A temática dos riscos assume cada vez mais destaque na atualidade e as suas

manifestações são uma das maiores evidências dos desequilíbrios causadas pelas ações

humanas ao meio ambiente. O crescimento desordenado das áreas urbanas, produzido

sem o acompanhamento de infraestrutura básica, ocupação das áreas de riscos e a falta

de políticas que visem um desenvolvimento sustentável integrado criam fragilidades

ambientais que, por vezes, potencializam grandes desastres.

Verifica-se um aumento dos riscos urbanos potencializados, não exclusivamente

pelo aumento dos fenômenos perigosos, mas também pelo aumento da vulnerabilidade.

Observa-se ainda que territórios com maior fragilidade ambiental foram ocupados por

grupos e/ou comunidade de população mais carente, com baixos rendimentos, o que faz

com que essa população tenha uma precária capacidade de resistência e resiliência

frente aos eventos perigosos, cenários mais evidentes nos países em desenvolvimento,

onde a vulnerabilidade da população é acentuada.

Este estudo avalia os casos da cidade de Praia em Cabo Verde e Beira em

Moçambique, territórios susceptíveis a vários riscos naturais, sociais e ambientais

potenciados pelas ações antropogênicas.

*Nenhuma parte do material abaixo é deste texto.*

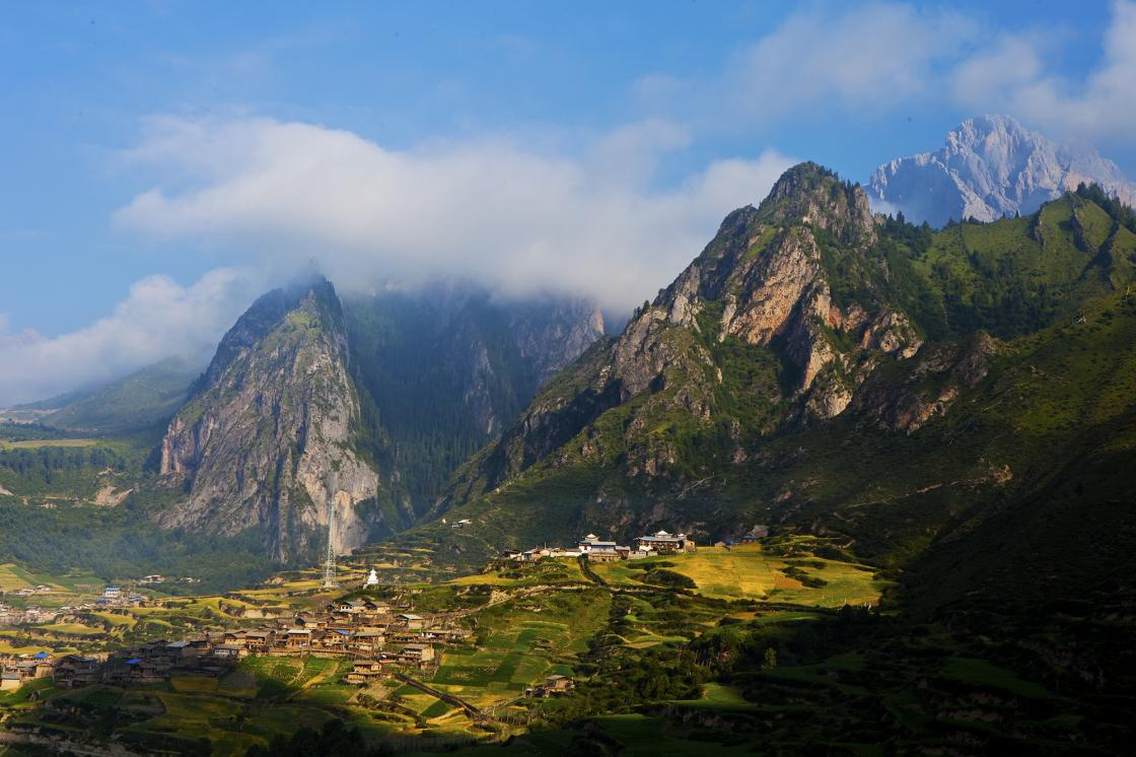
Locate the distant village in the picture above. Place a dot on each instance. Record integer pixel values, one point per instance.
(598, 550)
(381, 640)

As cheias, inundações e deficiente sistema de

drenagem e saneamento do meio são destacados como fenômenos perigosos muito

frequentes nestas cidades, criando vários constrangimentos principalmente às

populações urbanas, acentuando o estado de exclusão e abandono a que são

submetidas.

O planejamento e o ordenamento do território constituem-se como resposta para

minimização dos riscos, sendo, no entanto, ainda pouco presente nas práticas de gestão

dos territórios em análise. Desta forma, os dados analisados evidenciam necessidade

urgente de criação de rotinas de planejar e fiscalizar a ocupação de territórios para

acompanhar a dinâmica acelerada do seu crescimento, por forma a atingir um

desenvolvimento integrado e sustentável.